Caitlin Baker Thesis Defense (Giribet Lab)


Thursday, April 16, 2020, 1:00pm


Private for Committee Members only

Title:  Phylogenetics and biogeography of soil invertebrates across Gondwana

Committee: Gonzalo Giribet (Advisor), Charles Davis, Brian Farrell, Robin Hopkins 

Abstract: Since the acceptance of plate tectonics, no topic in historical biogeography has attracted so much interest as the breakup of the former Southern Hemisphere supercontinent Gondwana. As it separated, it was thought that widely-distributed low vagility organisms passively rafted apart on the continental fragments – an idea known as Gondwanan vicariance. In this dissertation, I explore the extent to which vicariance explains biogeographic patterns in multiple groups of soil invertebrates.
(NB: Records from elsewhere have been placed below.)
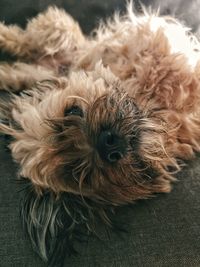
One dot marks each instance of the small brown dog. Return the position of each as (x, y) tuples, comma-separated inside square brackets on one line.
[(97, 122)]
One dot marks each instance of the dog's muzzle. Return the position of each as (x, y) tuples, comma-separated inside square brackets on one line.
[(111, 147)]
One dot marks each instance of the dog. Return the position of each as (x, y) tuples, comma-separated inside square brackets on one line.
[(96, 121)]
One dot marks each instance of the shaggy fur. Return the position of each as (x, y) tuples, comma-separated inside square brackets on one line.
[(136, 81)]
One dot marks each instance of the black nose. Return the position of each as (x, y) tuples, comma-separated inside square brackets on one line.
[(111, 147)]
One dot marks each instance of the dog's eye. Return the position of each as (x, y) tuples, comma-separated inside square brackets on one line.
[(74, 110)]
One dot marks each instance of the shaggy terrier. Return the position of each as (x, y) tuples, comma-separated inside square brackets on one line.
[(96, 122)]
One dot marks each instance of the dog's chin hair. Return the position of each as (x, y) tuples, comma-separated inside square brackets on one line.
[(55, 223)]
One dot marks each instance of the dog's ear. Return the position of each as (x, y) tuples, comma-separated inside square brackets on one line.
[(53, 223)]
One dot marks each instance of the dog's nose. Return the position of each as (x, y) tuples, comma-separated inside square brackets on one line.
[(111, 147)]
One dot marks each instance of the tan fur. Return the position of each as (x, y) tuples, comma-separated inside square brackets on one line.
[(147, 61)]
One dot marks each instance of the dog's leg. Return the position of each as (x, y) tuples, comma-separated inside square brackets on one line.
[(53, 34), (21, 76)]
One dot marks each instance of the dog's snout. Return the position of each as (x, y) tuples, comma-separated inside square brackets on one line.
[(111, 147)]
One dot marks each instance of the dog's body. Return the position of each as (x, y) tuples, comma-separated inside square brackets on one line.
[(103, 121)]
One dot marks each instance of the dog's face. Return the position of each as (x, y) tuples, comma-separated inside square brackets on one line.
[(87, 136)]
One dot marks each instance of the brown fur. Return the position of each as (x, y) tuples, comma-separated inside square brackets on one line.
[(139, 76)]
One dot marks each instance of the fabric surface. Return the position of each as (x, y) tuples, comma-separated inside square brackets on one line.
[(163, 231)]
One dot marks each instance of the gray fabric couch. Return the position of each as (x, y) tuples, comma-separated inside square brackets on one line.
[(163, 231)]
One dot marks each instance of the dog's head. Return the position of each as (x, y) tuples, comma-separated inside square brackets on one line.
[(87, 136)]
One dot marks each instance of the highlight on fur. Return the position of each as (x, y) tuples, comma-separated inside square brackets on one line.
[(104, 120)]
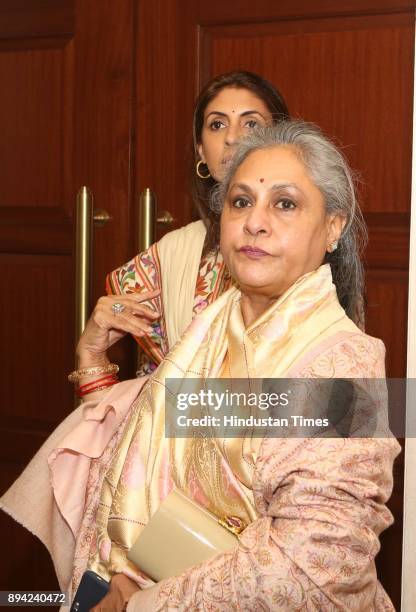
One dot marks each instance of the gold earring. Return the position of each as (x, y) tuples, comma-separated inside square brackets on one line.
[(204, 176)]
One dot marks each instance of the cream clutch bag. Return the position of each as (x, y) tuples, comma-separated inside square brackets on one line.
[(180, 534)]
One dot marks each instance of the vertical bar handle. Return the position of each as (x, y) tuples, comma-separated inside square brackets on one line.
[(146, 221), (83, 253)]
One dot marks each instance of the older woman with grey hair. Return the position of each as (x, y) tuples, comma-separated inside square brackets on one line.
[(312, 507)]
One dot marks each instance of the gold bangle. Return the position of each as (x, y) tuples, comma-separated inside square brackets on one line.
[(110, 368)]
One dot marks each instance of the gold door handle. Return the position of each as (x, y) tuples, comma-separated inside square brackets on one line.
[(147, 219), (86, 217)]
In Chapter 1, I resolve relationships in the mite harvestman family Pettalidae using RNA sequencing and phylogenomic analysis, specifically interrogating the position of an unstable taxon whose position differed in concatenation and coalescence methods. I also infer divergence times and characterize diversification patterns in the family, and find multiple instances of likely Gondwanan vicariance.
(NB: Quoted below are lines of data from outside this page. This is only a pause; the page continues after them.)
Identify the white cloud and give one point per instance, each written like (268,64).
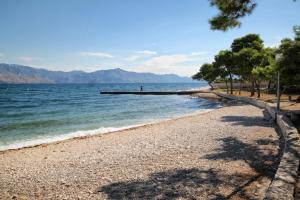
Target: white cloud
(133,58)
(141,54)
(25,58)
(97,54)
(199,53)
(147,52)
(181,64)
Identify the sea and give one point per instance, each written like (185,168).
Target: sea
(32,114)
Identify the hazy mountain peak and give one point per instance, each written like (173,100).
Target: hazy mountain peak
(13,73)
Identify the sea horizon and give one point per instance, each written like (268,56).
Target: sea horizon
(35,114)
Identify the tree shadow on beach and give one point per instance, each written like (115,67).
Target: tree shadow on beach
(258,157)
(180,183)
(261,160)
(242,120)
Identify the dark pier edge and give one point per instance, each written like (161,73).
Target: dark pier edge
(156,92)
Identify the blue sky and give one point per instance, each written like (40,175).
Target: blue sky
(160,36)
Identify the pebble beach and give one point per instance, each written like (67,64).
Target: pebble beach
(228,153)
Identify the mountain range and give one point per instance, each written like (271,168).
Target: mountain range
(13,73)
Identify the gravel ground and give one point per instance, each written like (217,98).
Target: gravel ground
(229,153)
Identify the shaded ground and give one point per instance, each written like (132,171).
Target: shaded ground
(230,153)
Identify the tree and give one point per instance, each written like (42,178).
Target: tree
(246,55)
(289,64)
(230,12)
(224,62)
(252,41)
(207,72)
(265,68)
(246,59)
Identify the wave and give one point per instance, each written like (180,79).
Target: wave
(84,133)
(57,138)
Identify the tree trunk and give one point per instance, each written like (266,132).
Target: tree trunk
(257,83)
(240,89)
(230,76)
(226,86)
(252,88)
(269,87)
(298,99)
(211,87)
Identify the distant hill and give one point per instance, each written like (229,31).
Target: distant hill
(12,73)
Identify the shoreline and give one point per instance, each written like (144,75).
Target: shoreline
(73,136)
(202,156)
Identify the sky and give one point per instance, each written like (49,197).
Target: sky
(159,36)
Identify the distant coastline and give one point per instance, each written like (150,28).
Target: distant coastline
(13,73)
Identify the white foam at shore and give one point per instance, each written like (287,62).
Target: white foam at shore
(76,134)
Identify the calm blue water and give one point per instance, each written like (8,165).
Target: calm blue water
(38,113)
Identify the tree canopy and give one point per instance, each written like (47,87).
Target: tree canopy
(249,61)
(230,13)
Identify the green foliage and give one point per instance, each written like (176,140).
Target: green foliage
(248,41)
(289,63)
(225,64)
(207,72)
(249,61)
(230,13)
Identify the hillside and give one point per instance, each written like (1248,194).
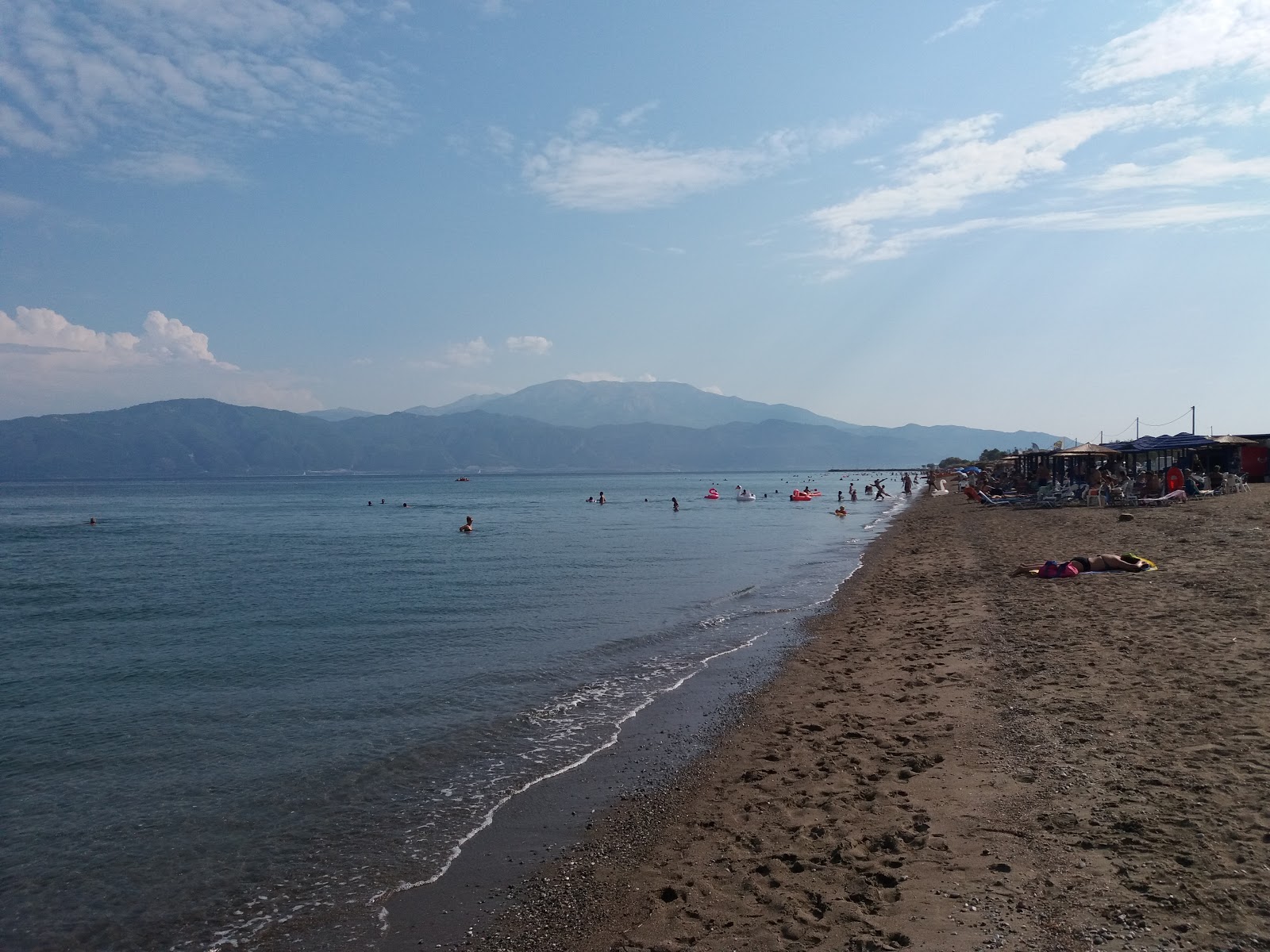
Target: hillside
(186,438)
In Chapter 2, I generate the first molecular phylogeny focused on the armored harvestman family Triaenonychidae using Sanger DNA sequencing and infer divergence times for the group. I similarly find that Triaenonychidae retains signatures of Pangaea and Gondwana breakup, though find at least one incidence of trans-oceanic dispersal, to New Caledonia.

In Chapter 3, I reconstruct the evolutionary and biogeographic history of the phylum Onychophora (velvet worms) using transcriptomic analyses and divergence dating. In the temperate family Peripatopsidae, I again find signatures of Gondwanan vicariance. In the tropical family Peripatidae, though, I infer multiple instances of over-water dispersal, and hypothesize that their unique reproductive mode of placentotrophic viviparity could have enabled their colonization of oceanic islands in the Caribbean.

Finally, Chapter 4 narrows in scope to focus on a clade of triaenonychid harvestmen from New Zealand, the sister genera Karamea and Sorensenella. Using ultraconserved element sequencing, I reconstruct phylogenetic relationships, delimit species using traditional and unsupervised machine learning approaches, characterize genetic diversity of the different species, and infer divergence times. My results support the existence of multiple species, many of which are undescribed and one of which is likely parthenogenetic, and find that the group retains signatures of multiple geologic and climatic events in New Zealand’s history, such as the Oligocene marine transgression.